Is Pain an Illusion?
Illusion: ‘a deceptive appearance, a false idea or impression’.
Lorimer Moseley, who is one of the biggest names in the Pain Science world at the moment, raised an important argument when he recently spoke at TEDx. He explained nicely ‘why things hurt’ and proposed that pain is, in fact, an illusion. A video of Lorimer’s full talk is below and is well work a watch.
Structural-pathology models of pain, which suppose pain is an accurate reflection of the state of the tissues, are commonly accepted amongst the general public (as well as many non pain-science literate clinicians). However, on closer inspection, the biology of pain is less straightforward, even when it appears to be.

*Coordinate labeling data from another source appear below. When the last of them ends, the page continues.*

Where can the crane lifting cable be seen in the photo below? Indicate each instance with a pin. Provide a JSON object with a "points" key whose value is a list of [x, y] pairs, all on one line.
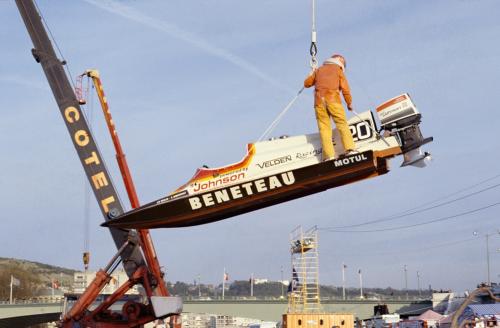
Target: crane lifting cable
{"points": [[313, 51]]}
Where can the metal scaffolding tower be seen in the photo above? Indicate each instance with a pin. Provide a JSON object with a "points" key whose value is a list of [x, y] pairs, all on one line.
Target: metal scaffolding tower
{"points": [[303, 294]]}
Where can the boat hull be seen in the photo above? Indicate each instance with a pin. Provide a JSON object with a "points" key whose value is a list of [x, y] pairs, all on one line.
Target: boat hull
{"points": [[222, 203]]}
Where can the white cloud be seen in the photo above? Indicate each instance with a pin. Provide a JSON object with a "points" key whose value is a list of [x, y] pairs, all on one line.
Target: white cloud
{"points": [[178, 33]]}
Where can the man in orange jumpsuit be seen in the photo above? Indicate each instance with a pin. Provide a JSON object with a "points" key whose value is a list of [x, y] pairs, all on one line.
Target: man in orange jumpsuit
{"points": [[329, 80]]}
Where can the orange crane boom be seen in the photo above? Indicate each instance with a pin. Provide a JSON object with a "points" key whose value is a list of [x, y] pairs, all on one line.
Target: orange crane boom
{"points": [[144, 235]]}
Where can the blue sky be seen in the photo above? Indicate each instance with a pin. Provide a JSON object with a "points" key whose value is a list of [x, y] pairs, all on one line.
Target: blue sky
{"points": [[190, 83]]}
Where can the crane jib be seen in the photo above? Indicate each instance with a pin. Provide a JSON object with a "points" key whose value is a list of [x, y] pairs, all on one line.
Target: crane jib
{"points": [[81, 136]]}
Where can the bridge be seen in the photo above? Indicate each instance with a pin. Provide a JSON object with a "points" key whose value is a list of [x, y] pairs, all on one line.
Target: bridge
{"points": [[26, 314]]}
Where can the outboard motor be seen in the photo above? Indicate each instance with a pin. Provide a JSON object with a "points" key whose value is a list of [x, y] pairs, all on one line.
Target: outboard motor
{"points": [[400, 117]]}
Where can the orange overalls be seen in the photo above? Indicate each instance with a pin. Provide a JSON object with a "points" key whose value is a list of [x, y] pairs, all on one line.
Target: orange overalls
{"points": [[329, 80]]}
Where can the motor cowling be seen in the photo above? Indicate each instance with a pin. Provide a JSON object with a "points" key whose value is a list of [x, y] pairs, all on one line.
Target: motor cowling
{"points": [[399, 116]]}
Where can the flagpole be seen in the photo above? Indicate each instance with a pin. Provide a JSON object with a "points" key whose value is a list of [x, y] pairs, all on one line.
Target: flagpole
{"points": [[343, 281], [11, 282], [223, 283], [360, 284], [251, 285]]}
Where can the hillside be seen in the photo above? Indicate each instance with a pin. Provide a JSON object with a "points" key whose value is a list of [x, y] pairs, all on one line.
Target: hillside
{"points": [[34, 277]]}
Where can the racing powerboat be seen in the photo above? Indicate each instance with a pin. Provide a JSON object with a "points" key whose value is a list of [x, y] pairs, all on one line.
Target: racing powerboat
{"points": [[285, 168]]}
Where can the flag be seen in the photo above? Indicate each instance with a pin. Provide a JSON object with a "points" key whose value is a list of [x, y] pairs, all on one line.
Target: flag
{"points": [[14, 281]]}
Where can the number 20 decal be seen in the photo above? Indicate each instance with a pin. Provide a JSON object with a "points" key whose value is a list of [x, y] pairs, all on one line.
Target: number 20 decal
{"points": [[361, 130]]}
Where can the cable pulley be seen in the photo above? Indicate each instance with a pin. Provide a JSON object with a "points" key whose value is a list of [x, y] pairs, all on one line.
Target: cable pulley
{"points": [[313, 49]]}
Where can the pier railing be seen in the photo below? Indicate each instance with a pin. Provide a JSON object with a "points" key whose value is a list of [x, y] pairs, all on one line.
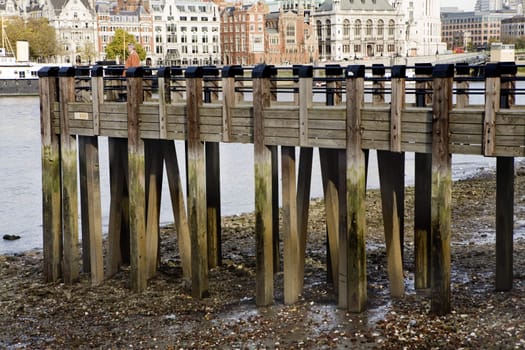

Louis Gifford, in his 1998 mature organism model  described pain as a ‘perceptual component of the stress response’ with a primary purpose to ‘alter our behaviour in order to enhance the processes of recovery and chances of survival’. Careful choice of the word ‘perception’ here implies a process of awareness and/or interpretation via the senses. Pain experts such as Louis Gifford have recognised that pain may not be representative of the state of play of tissues, and described it in such terms, for well over a decade.
More recently, Lorimer Mosley built on much of Louis Gifford’s earlier musings with his’ paper: ‘reconceptualising pain according to modern pain science’ .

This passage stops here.